I pick on capital campaigns not just because of their incredible success record in raising billions over the last 100 years or so, but because the capital campaign structure encapsulates all of the elements required for success in any fundraising campaign.
Not necessarily in this order, these elements are:
- A clearly agreed set of objectives – what do we need the money for.
- A clearly articulated case as to why the money is needed
- A definite target amount to be raised
- A targeted list of donor prospects who could realistically, between them, give the amount needed.
- A committed time plan.
Landing that Big Gift
There’s a lot of hype about big gift fundraising right now; and as many theories as to how to go about it as there are fundraising consultants. As a service to readers, therefore, FRStrategy has surveyed the best books and websites on the subject and offers this succinct guide to the key points:
* Big gifts can only be landed by asking person-to-person. Writing letters or making phone calls are not effective.
* Big gifts can only effectively be landed by peer-to-peer asking by people who are a good business/financial/social match with the prospective donor. Employed fundraisers do not generally have the leverage to land big gifts, though staff can attend the solicitation meeting to provide more detailed information about the work of the charity than a business volunteer might possess.
* The best people to involve in big gift fundraising are usually successful business people. Trustees should consider it part of their role to assist in big gift fundraising, but if they are unwilling or uncomfortable, let them opt out as they will not be effective.
* The best scenario for landing that big gift is an appointment specifically arranged for the purpose of seeking the donor’s support. Hoping to ‘bump into someone’ at a function is no good.
* If someone agrees to such a meeting then it can be assumed that their answer isn’t likely to be an outright ‘no’ and that they are interested in hearing what you have to say.
* The meeting has only one purpose: to gain the donor’s commitment to give support. The conversation can wander from this from time to time, but the asker needs to be fairly firm in bringing the subject back on track.
* The asker will be more effective if he or she finds it easy to talk with people regardless of their background or status. An easy, assured manner is a big help in gaining the donor prospect’s support.

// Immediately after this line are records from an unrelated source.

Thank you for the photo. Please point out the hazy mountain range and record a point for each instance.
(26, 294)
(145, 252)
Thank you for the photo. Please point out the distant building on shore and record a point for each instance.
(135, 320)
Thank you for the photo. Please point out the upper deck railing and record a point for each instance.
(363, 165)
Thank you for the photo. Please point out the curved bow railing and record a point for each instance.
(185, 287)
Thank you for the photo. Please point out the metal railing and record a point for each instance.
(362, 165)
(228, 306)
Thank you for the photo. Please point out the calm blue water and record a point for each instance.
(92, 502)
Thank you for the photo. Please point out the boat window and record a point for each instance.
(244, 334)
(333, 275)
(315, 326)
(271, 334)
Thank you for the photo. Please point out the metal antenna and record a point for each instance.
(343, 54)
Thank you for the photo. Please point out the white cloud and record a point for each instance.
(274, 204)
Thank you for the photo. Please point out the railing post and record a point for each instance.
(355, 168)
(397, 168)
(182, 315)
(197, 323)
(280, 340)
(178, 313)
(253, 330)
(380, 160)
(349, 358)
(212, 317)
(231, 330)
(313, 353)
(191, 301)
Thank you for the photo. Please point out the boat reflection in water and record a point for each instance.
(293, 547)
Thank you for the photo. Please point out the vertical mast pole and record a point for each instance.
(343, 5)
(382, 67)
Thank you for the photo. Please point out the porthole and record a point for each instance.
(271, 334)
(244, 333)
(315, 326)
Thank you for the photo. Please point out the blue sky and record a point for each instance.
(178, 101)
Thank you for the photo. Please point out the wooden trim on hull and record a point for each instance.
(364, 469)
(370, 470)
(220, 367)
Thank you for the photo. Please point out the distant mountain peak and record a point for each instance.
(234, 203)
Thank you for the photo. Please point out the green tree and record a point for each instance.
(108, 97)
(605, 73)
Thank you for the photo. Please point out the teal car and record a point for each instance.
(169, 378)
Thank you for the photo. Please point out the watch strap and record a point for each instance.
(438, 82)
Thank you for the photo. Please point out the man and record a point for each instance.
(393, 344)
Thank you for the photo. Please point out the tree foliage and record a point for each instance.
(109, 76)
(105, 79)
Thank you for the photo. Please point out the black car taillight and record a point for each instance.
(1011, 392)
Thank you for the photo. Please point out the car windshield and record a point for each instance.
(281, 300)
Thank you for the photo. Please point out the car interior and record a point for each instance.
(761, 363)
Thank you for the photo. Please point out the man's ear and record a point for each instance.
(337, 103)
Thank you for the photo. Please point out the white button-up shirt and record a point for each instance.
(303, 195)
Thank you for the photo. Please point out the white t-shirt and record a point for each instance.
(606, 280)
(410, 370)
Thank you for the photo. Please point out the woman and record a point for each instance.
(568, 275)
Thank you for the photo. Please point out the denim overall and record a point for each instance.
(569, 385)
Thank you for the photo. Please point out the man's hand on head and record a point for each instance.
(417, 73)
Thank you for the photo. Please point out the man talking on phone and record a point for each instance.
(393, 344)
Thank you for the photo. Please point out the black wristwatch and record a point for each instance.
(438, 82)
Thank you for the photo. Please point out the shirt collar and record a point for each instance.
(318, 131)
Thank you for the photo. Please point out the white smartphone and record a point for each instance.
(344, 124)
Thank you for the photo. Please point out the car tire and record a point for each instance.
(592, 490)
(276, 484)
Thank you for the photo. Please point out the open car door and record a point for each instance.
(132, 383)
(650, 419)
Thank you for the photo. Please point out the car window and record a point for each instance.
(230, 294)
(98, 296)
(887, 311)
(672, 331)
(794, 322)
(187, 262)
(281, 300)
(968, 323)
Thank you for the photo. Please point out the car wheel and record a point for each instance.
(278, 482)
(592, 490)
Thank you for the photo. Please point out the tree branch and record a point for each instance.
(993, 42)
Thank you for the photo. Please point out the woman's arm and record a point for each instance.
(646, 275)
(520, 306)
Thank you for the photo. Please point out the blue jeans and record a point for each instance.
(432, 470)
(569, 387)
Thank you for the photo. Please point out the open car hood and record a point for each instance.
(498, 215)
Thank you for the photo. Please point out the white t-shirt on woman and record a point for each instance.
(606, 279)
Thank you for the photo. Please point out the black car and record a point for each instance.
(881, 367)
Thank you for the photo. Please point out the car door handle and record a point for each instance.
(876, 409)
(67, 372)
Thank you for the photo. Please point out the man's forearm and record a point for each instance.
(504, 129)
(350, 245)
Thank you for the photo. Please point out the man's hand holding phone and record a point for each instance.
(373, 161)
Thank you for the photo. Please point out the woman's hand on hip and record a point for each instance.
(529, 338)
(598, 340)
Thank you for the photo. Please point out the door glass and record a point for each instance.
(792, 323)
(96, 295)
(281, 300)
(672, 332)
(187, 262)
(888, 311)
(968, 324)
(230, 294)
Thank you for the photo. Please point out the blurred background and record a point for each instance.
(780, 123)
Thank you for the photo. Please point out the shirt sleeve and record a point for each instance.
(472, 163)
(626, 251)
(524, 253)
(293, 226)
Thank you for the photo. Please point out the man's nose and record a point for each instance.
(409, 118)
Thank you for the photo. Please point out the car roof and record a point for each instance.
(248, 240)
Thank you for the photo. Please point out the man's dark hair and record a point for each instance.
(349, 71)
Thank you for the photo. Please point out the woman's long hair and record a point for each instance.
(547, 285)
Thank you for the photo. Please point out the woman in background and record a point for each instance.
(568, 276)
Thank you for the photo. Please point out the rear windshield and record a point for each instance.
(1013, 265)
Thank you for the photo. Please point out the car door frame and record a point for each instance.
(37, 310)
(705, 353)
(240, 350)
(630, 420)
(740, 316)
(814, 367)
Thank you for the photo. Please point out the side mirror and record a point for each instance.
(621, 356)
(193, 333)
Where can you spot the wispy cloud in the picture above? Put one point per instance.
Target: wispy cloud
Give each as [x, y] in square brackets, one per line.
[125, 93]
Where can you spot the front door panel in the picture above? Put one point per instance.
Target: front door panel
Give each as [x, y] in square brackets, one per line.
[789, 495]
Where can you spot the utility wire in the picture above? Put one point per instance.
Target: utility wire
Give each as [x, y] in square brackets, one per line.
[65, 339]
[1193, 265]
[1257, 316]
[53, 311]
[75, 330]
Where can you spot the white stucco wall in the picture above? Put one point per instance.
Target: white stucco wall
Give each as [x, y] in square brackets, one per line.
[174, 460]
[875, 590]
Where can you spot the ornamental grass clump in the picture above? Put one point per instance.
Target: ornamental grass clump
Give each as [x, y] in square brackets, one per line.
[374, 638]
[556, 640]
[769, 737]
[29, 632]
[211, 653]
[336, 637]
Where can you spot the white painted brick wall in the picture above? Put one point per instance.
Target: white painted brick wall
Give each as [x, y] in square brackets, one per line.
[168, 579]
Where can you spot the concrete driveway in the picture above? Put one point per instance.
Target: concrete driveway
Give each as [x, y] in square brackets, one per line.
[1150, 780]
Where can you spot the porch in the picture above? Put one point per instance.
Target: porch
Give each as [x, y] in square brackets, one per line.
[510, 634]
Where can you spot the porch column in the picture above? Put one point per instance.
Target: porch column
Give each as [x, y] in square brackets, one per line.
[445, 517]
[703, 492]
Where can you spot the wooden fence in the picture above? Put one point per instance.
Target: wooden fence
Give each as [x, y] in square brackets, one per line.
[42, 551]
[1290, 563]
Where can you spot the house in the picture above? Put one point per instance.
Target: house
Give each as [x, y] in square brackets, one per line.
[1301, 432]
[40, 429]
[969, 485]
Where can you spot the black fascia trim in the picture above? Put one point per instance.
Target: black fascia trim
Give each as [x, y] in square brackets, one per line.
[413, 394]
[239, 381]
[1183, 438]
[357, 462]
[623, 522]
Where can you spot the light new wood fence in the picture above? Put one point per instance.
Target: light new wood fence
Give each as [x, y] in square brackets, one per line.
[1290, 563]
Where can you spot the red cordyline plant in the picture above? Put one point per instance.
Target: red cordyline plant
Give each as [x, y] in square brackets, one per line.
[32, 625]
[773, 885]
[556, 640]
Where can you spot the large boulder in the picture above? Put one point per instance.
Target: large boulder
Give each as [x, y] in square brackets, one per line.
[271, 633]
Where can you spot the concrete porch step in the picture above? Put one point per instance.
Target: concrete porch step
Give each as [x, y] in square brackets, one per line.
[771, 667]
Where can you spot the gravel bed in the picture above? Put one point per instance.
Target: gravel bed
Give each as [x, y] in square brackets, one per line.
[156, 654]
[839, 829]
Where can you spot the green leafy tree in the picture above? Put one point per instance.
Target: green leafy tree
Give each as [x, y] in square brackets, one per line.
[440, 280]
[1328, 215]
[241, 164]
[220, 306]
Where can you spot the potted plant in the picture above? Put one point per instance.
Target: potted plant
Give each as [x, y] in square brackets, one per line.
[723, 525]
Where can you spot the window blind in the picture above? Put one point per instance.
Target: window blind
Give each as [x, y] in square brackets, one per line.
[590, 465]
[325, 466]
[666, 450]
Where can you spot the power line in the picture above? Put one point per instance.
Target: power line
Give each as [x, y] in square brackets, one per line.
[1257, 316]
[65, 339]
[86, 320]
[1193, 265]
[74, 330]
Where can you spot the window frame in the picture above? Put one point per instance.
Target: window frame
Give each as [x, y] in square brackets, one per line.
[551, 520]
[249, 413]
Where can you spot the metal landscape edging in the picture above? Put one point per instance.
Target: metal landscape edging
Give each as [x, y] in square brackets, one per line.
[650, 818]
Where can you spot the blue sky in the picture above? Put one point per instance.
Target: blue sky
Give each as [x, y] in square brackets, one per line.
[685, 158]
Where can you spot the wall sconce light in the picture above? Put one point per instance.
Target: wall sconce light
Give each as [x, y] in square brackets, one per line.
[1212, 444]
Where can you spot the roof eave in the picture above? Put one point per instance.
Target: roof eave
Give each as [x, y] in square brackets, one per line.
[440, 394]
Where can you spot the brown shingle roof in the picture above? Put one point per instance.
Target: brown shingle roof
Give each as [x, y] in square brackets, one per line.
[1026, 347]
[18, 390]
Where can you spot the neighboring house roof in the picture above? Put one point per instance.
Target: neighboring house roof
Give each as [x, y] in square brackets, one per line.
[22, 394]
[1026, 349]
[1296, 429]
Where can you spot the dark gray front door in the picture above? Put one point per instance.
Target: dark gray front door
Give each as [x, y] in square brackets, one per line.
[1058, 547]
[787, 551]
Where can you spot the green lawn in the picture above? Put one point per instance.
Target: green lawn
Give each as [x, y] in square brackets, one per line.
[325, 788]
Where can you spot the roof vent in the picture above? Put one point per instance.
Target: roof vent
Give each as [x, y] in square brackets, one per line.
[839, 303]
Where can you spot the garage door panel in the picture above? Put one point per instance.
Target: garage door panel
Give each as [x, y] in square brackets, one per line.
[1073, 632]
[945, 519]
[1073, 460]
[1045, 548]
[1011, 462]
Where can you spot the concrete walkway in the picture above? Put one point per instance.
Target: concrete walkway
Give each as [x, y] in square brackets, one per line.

* Usually the donor prospect will reach a point when he or she says something along the lines of ‘I like what you’ve said – how can I help? ’, which leads you straight into the ‘ask’. If not, it is important to be specific about what you seek.
* It is effective to ask for a gift that is in a range between one figure and another rather than be totally specific. If this level is beyondz the donor’s capacity or willingness, then it is in order to ask the donor what level they would feel comfortable at.
* Once the commitment has been secured, agree the exact details of how and when the payment is going to be made.
* Once the details are agreed, wrap the meeting up fairly quickly, offering full thanks for the donor’s generosity.
* Follow the meeting up with a thank you letter that repeats what has been agreed and send another letter of thanks when payment arrives.
* Stay in touch with the donor with updates that show how their support has made a difference.